Karşı cinsi tanımak bir yandan da kendi farklılığını fark etmek demektir. Birçok çocuk bu yaşlarda hem kendi bedenindeki hazzı tanır hem de iki cinsin birbiriyle ilişkisinin detaylarını merak eder. Bu aşamada tüm bu içsel ve çevresel uyaranların etkisiyle çocuk “aşk”ı da tanımaya başlar. Duygu olarak “aşk”ın ne olduğunu merak eder ve diğer tüm duygular gibi bu duygu da merak uyandırır. Anne-babanın, çevresindeki diğer yetişkinlerin ve televizyonda izlediği görüntülerin etkisiyle bu duyguyu yaşayacağı karşı cinsten birini arar. Bu kişi bazen kendi yaşıtı bazen de bir yetişkin olabilir. Anne-babanın ve çevrenin yakıştırmaları ile de bu duygu pekişir.

Çocuk İçin Aşk Örneği Kimdir? 

Örnek her zaman çevresindeki yetişkinlerdir. Bazen de başka bir çocuğun “ben  ....’a aşığım” tavrı model alınabilir. Bir çok davranış ve tutum gibi “aşık olma” davranışı da model alınabilir ve taklit edilebilir. Ancak belki de aşkın ilk hissedildiği ve tanındığı dönem anneye-babaya olan aşktır. Her çocuğun annesine-babasına hayran olduğu, onu kimselerle paylaşmak istemediği bir dönem vardır. Böylesi bir bağlanmanın yaşanmış olması çocuğun ileriki yıllarda gerçek “olgun aşk”ı yaşayabilmesi açısından da önemlidir. Özellikle anneye duyulan bu bağlılığın yaşanması kadar uygun bir şekilde sonlanması da çocuğun daha sonraki duygusal ilişkileri sağlıklı yaşayabilmesi açısından önem taşımaktadır.
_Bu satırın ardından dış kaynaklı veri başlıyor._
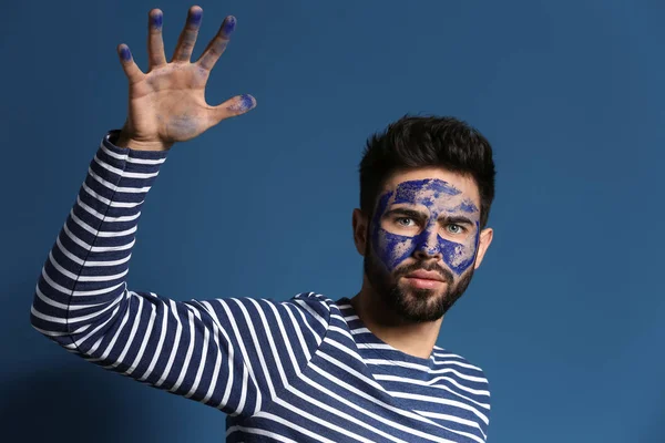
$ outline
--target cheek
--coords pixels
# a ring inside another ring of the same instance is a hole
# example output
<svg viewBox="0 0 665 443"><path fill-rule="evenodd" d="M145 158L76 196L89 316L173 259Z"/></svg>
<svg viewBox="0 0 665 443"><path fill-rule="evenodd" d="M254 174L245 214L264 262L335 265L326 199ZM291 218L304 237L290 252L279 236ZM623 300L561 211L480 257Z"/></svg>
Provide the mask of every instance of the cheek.
<svg viewBox="0 0 665 443"><path fill-rule="evenodd" d="M478 235L467 244L449 241L444 238L439 238L439 247L443 256L443 262L458 276L464 272L475 259L475 250L478 249Z"/></svg>
<svg viewBox="0 0 665 443"><path fill-rule="evenodd" d="M390 234L381 228L375 229L372 244L375 253L389 271L393 271L416 249L412 237Z"/></svg>

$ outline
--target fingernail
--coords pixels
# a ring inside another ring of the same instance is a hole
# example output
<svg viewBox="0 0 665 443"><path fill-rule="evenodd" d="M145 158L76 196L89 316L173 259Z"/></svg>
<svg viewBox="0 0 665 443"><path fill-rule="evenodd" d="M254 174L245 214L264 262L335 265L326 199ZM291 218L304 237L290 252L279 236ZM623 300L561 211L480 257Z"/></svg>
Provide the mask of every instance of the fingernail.
<svg viewBox="0 0 665 443"><path fill-rule="evenodd" d="M201 24L201 18L203 17L203 13L200 9L195 10L194 12L192 12L190 14L190 24L194 24L195 27Z"/></svg>
<svg viewBox="0 0 665 443"><path fill-rule="evenodd" d="M234 112L246 112L254 106L256 106L256 100L249 94L244 94L241 95L241 99L236 103L232 104L229 109Z"/></svg>
<svg viewBox="0 0 665 443"><path fill-rule="evenodd" d="M129 62L130 60L132 60L132 53L130 52L130 49L127 47L123 47L120 49L120 56L125 62Z"/></svg>
<svg viewBox="0 0 665 443"><path fill-rule="evenodd" d="M224 25L222 27L222 31L225 35L229 35L235 30L235 17L228 16L226 20L224 20Z"/></svg>
<svg viewBox="0 0 665 443"><path fill-rule="evenodd" d="M152 16L151 17L152 25L155 28L162 28L163 19L164 19L164 16L162 16L162 13L156 13L156 14Z"/></svg>
<svg viewBox="0 0 665 443"><path fill-rule="evenodd" d="M254 106L256 106L256 100L252 95L249 95L249 94L241 95L241 107L244 111L248 111L248 110L253 109Z"/></svg>

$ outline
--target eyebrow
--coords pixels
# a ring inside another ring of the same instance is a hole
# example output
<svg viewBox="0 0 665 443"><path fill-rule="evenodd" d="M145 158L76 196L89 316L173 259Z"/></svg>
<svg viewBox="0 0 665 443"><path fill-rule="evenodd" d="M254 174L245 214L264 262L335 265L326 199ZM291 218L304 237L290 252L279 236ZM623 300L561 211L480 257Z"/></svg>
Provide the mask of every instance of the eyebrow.
<svg viewBox="0 0 665 443"><path fill-rule="evenodd" d="M391 215L402 215L405 217L420 218L420 219L427 218L427 214L424 214L420 210L405 209L405 208L390 209L390 210L386 212L386 214L385 214L385 216L391 216ZM451 224L456 224L456 225L470 225L470 226L474 225L474 223L470 218L461 216L461 215L442 215L439 217L439 222L446 222L446 223L451 223Z"/></svg>

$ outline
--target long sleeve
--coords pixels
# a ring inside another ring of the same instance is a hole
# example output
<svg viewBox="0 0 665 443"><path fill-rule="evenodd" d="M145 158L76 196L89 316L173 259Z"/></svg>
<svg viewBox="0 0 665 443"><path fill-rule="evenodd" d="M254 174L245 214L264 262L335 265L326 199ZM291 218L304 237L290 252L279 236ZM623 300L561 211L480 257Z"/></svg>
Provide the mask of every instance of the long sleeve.
<svg viewBox="0 0 665 443"><path fill-rule="evenodd" d="M105 369L233 415L257 413L307 367L326 333L326 305L183 302L127 289L141 208L166 154L120 148L114 135L103 138L48 256L32 326Z"/></svg>

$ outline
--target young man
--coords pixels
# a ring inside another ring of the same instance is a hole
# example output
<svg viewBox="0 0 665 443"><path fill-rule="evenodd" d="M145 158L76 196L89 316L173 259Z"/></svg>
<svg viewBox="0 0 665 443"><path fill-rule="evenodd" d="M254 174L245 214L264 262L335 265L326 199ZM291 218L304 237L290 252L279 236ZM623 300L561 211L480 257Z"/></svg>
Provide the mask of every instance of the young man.
<svg viewBox="0 0 665 443"><path fill-rule="evenodd" d="M235 19L190 62L190 9L171 62L150 12L150 70L119 47L130 80L124 127L109 133L42 270L34 328L106 369L219 409L228 442L483 442L482 371L434 346L492 240L487 140L454 119L405 117L369 140L354 238L360 291L336 301L180 302L125 287L145 195L168 150L255 106L204 100Z"/></svg>

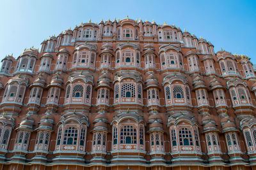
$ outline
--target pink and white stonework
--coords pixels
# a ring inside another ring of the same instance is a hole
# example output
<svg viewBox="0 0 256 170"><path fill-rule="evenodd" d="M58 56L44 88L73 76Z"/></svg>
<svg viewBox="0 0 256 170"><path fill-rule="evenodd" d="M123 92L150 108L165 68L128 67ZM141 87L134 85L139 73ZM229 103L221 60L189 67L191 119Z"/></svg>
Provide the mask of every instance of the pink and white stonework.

Annenin bebeklik döneminde çocuğuyla yakın, sağlıklı ve güvenli bir ilişki içinde olması durumunda 3 yaş civarında çocuklar doğal bir şekilde annelerinden ayrışabilmekte ve bireyleşebilmektedirler.

Anne ile babanın birbirleriyle ilişkileri de çocuğun aşkı ve karşılıklı sıcak duyguları tanıması, algılaması ve değerlendirmesi açısından önemlidir. Birbirleriyle sağlıklı bir iletişim içinde olan, birbirlerine sevgi gösteren, duyguların anlaşıldığı ve ifade edildiği bir ilişki içinde olan anne-babalar çocukların gerçek olgun aşka hazırlıklı olabilmeleri için çok önemli bir ön koşuldur.
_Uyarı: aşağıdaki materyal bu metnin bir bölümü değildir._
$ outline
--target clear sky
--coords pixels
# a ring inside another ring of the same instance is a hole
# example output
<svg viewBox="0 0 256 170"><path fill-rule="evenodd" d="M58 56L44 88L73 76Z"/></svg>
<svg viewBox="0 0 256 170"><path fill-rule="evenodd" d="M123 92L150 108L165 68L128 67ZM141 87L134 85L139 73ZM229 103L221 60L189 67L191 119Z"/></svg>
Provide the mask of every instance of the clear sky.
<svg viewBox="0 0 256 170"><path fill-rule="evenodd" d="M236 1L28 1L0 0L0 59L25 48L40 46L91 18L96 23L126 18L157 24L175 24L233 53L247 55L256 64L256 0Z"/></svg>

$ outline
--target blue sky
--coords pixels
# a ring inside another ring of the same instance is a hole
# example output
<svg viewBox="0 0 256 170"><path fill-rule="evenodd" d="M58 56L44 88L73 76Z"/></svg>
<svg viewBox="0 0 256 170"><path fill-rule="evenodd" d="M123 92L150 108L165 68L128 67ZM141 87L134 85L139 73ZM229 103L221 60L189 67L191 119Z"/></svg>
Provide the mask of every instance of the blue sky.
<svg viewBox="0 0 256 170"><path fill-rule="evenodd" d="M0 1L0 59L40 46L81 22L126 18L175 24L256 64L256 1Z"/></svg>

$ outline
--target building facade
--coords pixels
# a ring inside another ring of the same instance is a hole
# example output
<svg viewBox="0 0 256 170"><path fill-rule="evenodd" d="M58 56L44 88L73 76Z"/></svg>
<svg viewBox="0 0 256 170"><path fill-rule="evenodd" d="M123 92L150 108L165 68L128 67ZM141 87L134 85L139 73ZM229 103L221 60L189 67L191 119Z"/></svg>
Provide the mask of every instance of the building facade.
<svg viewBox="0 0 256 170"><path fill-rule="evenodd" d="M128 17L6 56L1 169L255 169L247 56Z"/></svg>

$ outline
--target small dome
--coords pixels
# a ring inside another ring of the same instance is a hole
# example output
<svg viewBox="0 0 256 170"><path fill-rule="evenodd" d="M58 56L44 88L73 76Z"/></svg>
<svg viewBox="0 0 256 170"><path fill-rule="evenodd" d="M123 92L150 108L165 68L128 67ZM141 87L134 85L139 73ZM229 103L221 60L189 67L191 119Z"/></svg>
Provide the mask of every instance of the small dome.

Çocukken yaşça büyük olana karşı da aşk tanımlaması altında duygu beslenebilir. (Abinin ya da ablanın arkadaşı. Ya da ebeveynlerin arkadaşları...) Böyle bir durumda ulaşması güç bir hedef karşısında çocuğa nasıl bir tepki verilmelidir?
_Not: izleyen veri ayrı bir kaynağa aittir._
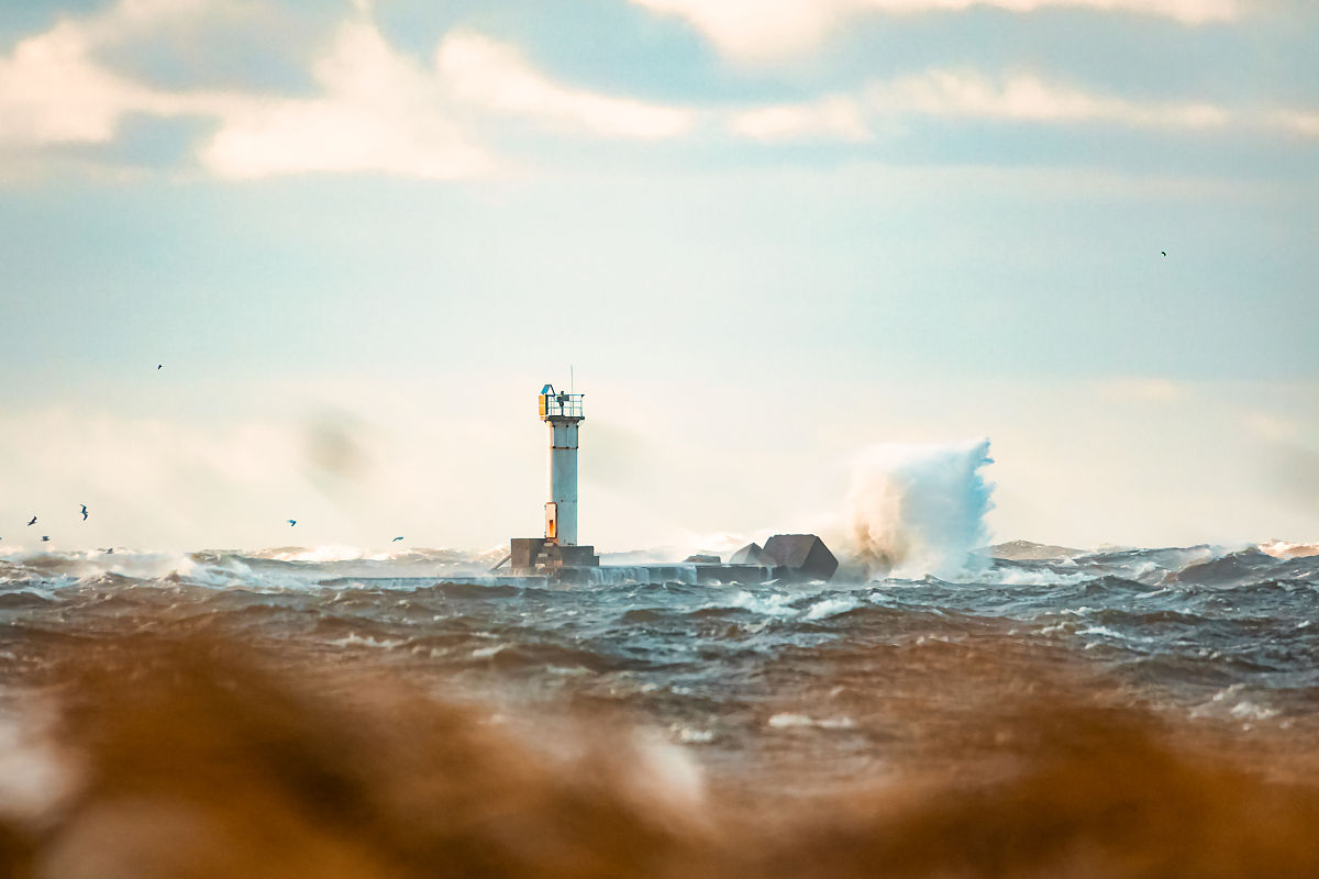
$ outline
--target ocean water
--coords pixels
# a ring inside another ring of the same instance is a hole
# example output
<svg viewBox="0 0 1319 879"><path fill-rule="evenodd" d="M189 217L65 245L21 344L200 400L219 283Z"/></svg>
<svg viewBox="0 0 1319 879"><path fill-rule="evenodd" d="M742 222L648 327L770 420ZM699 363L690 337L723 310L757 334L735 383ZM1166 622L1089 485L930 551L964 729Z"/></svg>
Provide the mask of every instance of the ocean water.
<svg viewBox="0 0 1319 879"><path fill-rule="evenodd" d="M869 697L917 685L900 672L930 644L1029 655L1242 725L1308 718L1319 698L1319 556L1200 546L995 559L955 580L558 586L454 582L483 569L459 552L328 555L0 556L0 684L109 638L204 631L497 698L590 697L729 751L791 726L777 714L857 729L828 696L844 672L885 656Z"/></svg>
<svg viewBox="0 0 1319 879"><path fill-rule="evenodd" d="M1314 875L1314 547L1009 550L592 586L451 551L9 552L0 867Z"/></svg>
Verilecek tüm tepkilerin empatik olması önemlidir. Çünkü çocukluktaki bu tarz duygular tamamen özdeşleşme, model alma, kendini ve duygularını tanıma isteği ile ilgilidir. Çocuğun böyle bir durumda ihtiyaç duyduğu tek şey anlaşılmaktır. Bu durumda çocuğa verilecek mesajlar bu “aşk”ın uygunsuzluğu ve olmazlığı değil, aşk olarak ifade edilen uygunun aslında hangi duyguya karşılık geldiğinin ifadesi olmalıdır. “ X abiyi çok seviyorsun, o senin için çok önemli” , X ablanın burada olması hoşuna gidiyor, o senin için iyi bir oyun arkadaşı” vb. gibi geri bildirimler yeterli olacaktır. Bu yaşlardaki “aşk”ın yetişkinlik aşkıyla hemen hemen hiçbir ilgisi yoktur. Tamamen değişik duyguların provası niteliğindedir. Bu aşk yaşı kendinden büyük karşı cinsten birine olabileceği gibi kendi cinsinden birine yönelik de olabilir. Bu durumda da tepkinin eleştirmek, engellemeye çalışmak yerine çocuğun duygularını anlar nitelikte olması önemlidir.

Anne ve Baba Arasındaki İletişim Çocuğun Karşı Cinse Olan Yaklaşımını Nasıl Etkiler?

Anne-baba iletişimi çocuğun tüm yaşam boyunca model alacağı iletişim biçimidir. Bazen anneye ve/veya babaya olan kızgınlık çocuğun başkalarıyla olan ilişkisinde referans alınırken bazen de tam tersi olarak anne ve/veya babanın olumlu yönleri referans alınır. Ama her koşulda ilişki kurmayı belirleyici olur. Kız çocuk babanın annesine olan tavrına bakarak, babası gibi bir erkeği ya da babası gibi olmayan bir erkeği arar. Aynı şekilde erkek çocuk da anneyi gözlemler. Karşı cinse olan yakınlaşma ergenlik döneminde olmakla beraber, okul öncesi yaşlarda da çocukların karşı cinsle olan arkadaşlıklarında anne-babalarının özelliklerini (olumlu ya da olumsuz anlamda) aradıkları bilinmektedir. Anne-babanın birbirleriyle ilişkisi kadar çocuklarıyla ilişki kurma biçimleri de çocuğun karşı cinse olan yaklaşımını etkilemektedir. Örneğin babasıyla, sıcak, yakın, sevecen, yoğun bir ilişki içinde olan bir kız çocuğu karşı cinsle ilişkisinde daha güvenli olabilecek, kendini daha rahat ifade edebilecektir.